Very valuable information on state of the environment as well as background data for nature and landscape management are provided also by inconspicuous and less “attractive” insect taxa or ecological/functional groups, e.g. clearwing moths (Sesiidae) among butterflies and moths (Lepidoptera). Some of the above insects prefer remnants of natural and semi-natural habitats in the Czech Republic. Therefore, current knowledge of their bionomics can be taken into account when drafting the management plans for such sites/areas: for more details, see the article by Zdeněk Laštůvka.
The Na Špičáku Cave in the Jeseník Karst (northern Moravia) is considered to be one of the caves in Central Europe supported by written evidence for the longest period ever. Many rare epigraphic inscriptions, drawings and paintings on cave’s walls and ceiling confirm the unique history of human interest in the underground there. The most valuable cave paintings were restored by professionals during autumn 2013: it was the first activity of this type in the Czech Republic. The story is described by Petr Jenč and Vladimír Peša.
Leaving habitats to spontaneous development, i.e. natural vegetation succession has been step-by-step becoming an important part of forest habitat/stand biological diversity conservation. Despite the imperfect current knowledge, it seems that forest management termination can improve biological diversity even in forests having been used for a long time in the Central European cultural landscape. Two opinions on the topic are presented by Jeňýk Hoffmeister and Antonín Krása.

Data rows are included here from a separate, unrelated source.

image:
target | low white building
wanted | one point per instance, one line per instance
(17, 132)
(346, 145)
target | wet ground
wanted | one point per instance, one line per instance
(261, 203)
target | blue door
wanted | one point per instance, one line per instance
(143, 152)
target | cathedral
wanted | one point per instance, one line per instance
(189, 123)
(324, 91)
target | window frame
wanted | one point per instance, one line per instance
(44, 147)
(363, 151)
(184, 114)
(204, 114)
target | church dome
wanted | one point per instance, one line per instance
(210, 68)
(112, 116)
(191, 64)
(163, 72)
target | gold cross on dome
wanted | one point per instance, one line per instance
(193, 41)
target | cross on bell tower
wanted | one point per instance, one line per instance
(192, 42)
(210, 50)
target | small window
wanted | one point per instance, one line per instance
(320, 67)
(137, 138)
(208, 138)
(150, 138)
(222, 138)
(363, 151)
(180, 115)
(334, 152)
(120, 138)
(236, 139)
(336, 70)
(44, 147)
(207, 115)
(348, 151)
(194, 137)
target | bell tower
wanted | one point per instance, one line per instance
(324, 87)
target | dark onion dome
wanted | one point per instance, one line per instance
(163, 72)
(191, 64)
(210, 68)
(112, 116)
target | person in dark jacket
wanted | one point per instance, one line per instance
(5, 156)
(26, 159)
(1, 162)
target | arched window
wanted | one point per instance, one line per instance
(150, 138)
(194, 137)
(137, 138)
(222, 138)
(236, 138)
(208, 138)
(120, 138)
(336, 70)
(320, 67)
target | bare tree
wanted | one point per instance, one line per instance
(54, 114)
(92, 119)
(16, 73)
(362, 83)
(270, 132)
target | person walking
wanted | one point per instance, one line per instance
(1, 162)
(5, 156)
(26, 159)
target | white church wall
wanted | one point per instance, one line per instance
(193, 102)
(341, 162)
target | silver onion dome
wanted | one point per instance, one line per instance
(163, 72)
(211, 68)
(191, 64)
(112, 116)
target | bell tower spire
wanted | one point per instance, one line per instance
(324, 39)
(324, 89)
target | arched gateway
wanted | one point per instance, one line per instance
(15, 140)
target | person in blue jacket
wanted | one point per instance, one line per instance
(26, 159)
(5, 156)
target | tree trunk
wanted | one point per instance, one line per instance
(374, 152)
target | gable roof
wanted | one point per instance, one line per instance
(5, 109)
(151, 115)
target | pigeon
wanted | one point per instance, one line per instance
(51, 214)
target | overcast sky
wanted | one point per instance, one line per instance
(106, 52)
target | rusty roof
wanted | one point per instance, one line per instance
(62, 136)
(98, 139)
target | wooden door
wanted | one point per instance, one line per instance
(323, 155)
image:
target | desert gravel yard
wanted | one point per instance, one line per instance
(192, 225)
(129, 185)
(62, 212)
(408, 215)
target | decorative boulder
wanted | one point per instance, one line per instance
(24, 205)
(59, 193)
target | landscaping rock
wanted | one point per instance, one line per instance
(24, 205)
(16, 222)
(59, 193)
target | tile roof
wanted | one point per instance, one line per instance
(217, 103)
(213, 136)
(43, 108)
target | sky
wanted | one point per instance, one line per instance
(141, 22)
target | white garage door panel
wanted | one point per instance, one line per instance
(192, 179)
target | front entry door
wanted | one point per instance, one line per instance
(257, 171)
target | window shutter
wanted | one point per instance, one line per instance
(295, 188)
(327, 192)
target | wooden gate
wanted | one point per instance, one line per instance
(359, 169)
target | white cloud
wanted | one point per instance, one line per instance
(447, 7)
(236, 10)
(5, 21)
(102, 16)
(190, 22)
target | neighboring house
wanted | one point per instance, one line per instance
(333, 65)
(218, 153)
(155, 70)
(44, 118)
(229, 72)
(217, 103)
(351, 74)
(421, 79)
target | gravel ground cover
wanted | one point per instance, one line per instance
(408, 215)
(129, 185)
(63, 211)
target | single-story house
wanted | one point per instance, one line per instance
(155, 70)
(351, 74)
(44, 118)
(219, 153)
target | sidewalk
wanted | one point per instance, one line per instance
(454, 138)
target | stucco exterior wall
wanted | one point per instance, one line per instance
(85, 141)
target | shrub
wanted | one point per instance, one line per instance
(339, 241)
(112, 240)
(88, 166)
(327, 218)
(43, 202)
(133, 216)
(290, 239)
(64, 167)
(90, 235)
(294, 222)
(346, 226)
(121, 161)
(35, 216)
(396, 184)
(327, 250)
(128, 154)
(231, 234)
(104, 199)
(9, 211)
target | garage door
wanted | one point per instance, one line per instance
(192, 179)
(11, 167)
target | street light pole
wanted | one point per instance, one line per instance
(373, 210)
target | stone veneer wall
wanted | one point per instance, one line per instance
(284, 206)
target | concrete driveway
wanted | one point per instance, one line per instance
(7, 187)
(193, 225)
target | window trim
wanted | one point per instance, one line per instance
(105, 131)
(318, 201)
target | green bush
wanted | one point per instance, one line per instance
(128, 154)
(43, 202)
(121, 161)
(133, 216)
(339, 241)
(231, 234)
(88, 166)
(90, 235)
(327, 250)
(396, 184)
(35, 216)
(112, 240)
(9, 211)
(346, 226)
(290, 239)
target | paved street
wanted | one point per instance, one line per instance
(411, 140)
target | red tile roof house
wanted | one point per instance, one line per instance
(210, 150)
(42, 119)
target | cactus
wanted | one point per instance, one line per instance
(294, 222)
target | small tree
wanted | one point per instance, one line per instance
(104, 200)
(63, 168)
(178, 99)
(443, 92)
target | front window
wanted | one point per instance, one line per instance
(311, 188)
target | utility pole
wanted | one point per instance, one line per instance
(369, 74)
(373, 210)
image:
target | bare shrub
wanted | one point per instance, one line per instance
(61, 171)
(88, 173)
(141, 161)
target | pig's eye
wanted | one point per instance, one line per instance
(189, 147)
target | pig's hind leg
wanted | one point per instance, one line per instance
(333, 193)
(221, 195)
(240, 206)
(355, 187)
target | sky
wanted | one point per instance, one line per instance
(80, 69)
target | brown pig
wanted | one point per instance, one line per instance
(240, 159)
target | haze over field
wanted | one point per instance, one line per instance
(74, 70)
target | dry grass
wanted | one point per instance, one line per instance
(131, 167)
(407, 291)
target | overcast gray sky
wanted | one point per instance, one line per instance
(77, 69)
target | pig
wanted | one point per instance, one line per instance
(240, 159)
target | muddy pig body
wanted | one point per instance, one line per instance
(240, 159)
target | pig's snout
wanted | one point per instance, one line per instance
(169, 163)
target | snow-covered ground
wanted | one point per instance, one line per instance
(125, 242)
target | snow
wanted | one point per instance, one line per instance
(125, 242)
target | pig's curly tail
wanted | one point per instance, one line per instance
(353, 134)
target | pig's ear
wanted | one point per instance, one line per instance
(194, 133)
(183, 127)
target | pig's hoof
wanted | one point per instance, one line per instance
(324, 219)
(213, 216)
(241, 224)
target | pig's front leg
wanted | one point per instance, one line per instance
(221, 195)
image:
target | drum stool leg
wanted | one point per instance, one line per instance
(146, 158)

Although legislation in the Czech Republic does not recognize the term “a private protected area”, the word can be met more and more often. It is the most accurate term for nature conservation efforts in a particular site or area, for the needs to protect, conserve and manage the selected sites or areas for their natural or cultural values, carried out by a natural person or persons. How many private protected areas are currently in the Czech Republic? Where are they located and who has been establishing them? The questions above and more are answered by Pavel Pešout.

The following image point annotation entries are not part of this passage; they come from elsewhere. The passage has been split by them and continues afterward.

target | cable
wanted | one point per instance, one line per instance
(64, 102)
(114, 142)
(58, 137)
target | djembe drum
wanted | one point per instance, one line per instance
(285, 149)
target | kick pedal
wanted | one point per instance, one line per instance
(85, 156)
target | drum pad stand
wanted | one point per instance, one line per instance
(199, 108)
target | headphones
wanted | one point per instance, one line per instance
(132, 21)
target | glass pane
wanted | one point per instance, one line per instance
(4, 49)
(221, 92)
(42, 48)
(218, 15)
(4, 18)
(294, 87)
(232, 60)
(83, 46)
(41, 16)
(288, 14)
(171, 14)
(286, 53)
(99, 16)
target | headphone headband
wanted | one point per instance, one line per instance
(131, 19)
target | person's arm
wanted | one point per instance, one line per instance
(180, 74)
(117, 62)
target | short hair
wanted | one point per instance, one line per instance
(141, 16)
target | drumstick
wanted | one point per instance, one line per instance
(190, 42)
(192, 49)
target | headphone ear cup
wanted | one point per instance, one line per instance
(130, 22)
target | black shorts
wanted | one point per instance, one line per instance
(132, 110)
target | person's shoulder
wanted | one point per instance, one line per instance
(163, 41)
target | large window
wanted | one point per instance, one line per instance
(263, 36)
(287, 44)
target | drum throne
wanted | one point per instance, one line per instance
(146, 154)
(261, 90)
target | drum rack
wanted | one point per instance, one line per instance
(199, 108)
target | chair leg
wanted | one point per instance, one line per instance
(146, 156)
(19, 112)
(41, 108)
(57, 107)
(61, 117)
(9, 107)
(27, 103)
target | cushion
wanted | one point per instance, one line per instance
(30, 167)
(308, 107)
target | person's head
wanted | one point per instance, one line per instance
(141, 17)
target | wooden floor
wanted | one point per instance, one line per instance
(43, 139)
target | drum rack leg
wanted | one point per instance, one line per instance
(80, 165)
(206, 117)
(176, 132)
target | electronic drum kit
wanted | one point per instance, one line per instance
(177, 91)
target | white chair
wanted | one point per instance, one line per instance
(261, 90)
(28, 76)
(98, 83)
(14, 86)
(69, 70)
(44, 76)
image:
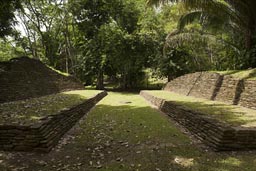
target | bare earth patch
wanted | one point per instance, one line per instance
(127, 137)
(230, 114)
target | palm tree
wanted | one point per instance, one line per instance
(236, 16)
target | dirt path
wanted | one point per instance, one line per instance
(123, 132)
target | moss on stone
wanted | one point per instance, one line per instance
(231, 114)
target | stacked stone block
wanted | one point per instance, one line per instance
(248, 96)
(44, 135)
(23, 78)
(220, 136)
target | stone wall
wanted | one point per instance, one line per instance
(199, 84)
(217, 87)
(23, 78)
(248, 96)
(183, 84)
(206, 86)
(230, 90)
(219, 136)
(44, 135)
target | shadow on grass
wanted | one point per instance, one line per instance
(230, 114)
(154, 142)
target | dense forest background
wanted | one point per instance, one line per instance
(126, 41)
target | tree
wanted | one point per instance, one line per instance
(235, 18)
(7, 9)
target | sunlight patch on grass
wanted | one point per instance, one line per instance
(240, 74)
(231, 161)
(231, 114)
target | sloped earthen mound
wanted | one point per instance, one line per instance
(23, 78)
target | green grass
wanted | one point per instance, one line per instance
(240, 74)
(123, 133)
(231, 114)
(31, 110)
(58, 71)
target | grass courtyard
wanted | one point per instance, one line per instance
(124, 133)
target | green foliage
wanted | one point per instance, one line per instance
(7, 9)
(7, 51)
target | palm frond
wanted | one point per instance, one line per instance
(178, 38)
(189, 18)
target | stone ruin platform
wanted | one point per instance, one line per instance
(41, 132)
(221, 126)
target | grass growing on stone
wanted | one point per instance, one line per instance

China is a country of many superlatives. It has been changing beyond recognition from a developing country to a world power and one of the key players on the global scene. Increase in standard of life has been followed by increasing pressure on nature there. Consequently, nature suffers heavily from that process. In his article, Antonín Krása presents both remarkable cultural tradition as well as some nature conservation issues in the world´s second biggest economy.